Slum demolition: Charity school among structures torn down

Mobile school not given time to move; curiously, only one building was spared.


Three students of Pehli Kiran sit atop the remains of what used to be their school. PHOTO: MYRA IQBAL /EXPRESS

ISLAMABAD:


A lone mosque stands tall, jeering at the sprawl of flattened straw, thatch and steel that once gave shelter to hundreds of families.

The slum, which runs the length of the railway track and cuts through Islamabad’s industrial hub in Sector I-10, was bulldozed on Monday afternoon amid hushed claims of residents that stay orders against their eviction were being violated.


In the wake of the unscheduled operation, a branch of the Pehli Kiran School — which caters to low-income, migrant communities that inhabit slum areas and otherwise remain outside the scope of affordable education — was also demolished, despite a plea for time to remove the tin roofs that make up the modest structure.

“The school was not given enough time to take down the structure,” said a distraught Zainab Qureshi, the academic director for Pehli Kiran Schools’ eight branches.

“The mosque remains unharmed though,” she added.

According to the Capital Development Authority (CDA), all of the structures in the area are illegal and liable to be removed.

No time given

According to Qureshi, the schools move with their pupils and the removal of the slum would have resulted in a shift of premises, provided PK-6 was allowed to remove its nut-and-bolt structure.

“I was on the roof removing the screws when a bulldozer came,” shared Ghazanfar Ali, who is a head teacher at the school. “Without students, we are not a school.
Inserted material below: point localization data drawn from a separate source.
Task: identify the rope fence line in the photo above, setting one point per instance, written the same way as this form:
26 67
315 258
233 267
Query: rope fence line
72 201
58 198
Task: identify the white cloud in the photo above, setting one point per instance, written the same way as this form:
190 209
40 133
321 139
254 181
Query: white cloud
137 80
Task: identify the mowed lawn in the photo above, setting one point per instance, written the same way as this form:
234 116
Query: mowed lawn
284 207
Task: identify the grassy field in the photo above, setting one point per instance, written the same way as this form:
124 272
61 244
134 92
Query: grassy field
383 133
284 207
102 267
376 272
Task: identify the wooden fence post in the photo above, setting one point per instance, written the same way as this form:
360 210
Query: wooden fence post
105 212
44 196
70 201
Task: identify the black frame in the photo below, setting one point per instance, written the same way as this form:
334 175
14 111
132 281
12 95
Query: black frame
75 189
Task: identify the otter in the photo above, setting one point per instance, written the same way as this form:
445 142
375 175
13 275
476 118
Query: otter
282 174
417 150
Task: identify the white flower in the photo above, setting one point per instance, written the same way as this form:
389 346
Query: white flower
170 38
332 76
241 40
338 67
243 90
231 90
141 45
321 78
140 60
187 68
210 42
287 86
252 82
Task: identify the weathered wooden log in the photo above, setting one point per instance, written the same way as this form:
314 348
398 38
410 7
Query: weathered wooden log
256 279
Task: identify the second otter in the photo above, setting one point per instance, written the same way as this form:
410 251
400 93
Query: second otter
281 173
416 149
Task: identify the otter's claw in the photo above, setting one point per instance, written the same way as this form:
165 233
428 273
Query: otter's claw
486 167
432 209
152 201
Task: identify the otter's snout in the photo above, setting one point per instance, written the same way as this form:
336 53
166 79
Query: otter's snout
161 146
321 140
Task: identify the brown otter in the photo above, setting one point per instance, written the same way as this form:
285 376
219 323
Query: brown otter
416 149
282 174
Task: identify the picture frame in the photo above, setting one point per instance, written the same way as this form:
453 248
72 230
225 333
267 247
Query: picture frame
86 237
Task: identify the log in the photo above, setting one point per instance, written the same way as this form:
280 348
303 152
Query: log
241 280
Our plan was to move with the community.”

He explained that the average cost of a school — a tin roof propped over poles set in concrete — was Rs200,000, in addition to books, straw mats, audio-visual aids and sporting equipment. The loss will have to be absorbed by the donation-fueled school due to lack of cooperation from the CDA, who demolished the slum this afternoon as part of their mandate to remove all illegal slums in Islamabad.

The operation was led by CDA Enforcement Deputy Director Mohammad Iqbal on orders from Chairman Maroof Afzal to recover 1,200 kanals on CDA-owned land in sectors I-10 and H-10.
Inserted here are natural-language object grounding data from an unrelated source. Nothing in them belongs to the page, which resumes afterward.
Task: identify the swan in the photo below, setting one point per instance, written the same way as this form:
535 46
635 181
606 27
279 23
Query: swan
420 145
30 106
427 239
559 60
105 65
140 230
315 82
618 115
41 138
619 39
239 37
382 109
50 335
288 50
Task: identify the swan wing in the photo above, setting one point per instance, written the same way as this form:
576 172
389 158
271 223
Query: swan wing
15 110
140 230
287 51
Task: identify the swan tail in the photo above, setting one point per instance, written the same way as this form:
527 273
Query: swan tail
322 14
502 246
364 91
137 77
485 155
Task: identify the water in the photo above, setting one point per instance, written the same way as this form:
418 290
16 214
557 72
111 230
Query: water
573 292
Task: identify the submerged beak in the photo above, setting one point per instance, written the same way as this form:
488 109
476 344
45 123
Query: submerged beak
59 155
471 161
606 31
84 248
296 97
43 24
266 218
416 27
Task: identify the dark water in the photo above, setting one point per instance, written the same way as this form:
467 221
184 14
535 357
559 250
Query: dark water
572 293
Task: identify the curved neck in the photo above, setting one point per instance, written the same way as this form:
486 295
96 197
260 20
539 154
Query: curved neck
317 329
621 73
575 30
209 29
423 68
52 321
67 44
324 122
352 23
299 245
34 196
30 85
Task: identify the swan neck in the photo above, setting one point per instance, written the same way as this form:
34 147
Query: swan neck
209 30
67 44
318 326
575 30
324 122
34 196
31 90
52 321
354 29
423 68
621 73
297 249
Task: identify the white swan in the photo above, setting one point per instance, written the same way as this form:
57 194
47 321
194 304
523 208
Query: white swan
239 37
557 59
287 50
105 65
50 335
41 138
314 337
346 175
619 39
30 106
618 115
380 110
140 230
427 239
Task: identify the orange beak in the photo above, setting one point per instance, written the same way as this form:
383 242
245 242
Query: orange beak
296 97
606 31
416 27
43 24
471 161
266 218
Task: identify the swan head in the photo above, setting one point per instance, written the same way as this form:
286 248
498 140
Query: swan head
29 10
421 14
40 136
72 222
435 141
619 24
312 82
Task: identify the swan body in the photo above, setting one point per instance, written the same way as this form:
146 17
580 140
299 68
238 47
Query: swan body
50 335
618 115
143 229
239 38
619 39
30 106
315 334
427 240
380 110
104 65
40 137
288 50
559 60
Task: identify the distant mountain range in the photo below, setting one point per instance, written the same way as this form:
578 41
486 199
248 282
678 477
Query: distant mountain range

An estimated 1,300 individuals live in the slum, also known as the Afghan Basti due to its large migrant population. While the occupied land belongs to the CDA, the authority’s indifference to the illegal occupants for over three decades has left a stain on its sleeve, with mounting pressure from activists to regularise the slums.

Earlier this month, the red-flagged Awami Workers Party and former federal minister for minorities J Salik rallied together to challenge the IHC’s orders, though little was achieved beyond lip service from local politicians.

Legality

“The case of katchi abadi demolition is sub-judice and the CDA is carrying out this action illegally,” said Tahira Abdullah, social activist and a volunteer trustee of the JAQ Trust, which runs the Pehli Kiran schools.

“We deserve to be relocated,” expressed Suhbat Khan, “But our livelihoods are here, at the Sabzi Mandi,” Khan explained that relocation to Rawat and its tributaries would make it economically unfeasible to travel to Islamabad to work in the market, pushing their families further into the cusp of uncertainty.

On the other hand, Deputy Director Iqbal said the CDA had “made several announcements in the katchi abadi and resumed an operation that started a month ago so that the community would have time to move willingly”.

He said the government does not have enough space to relocate everyone, “But I can assure you that most of them can afford to live in rented spaces. They just choose not to.” He then recounted an interaction with a resident who said he preferred the open skies to closed quarters.

According to Iqbal, no stay orders were violated. He added that “the mosque is unscathed”.

Published in The Express Tribune, April 15th, 2014.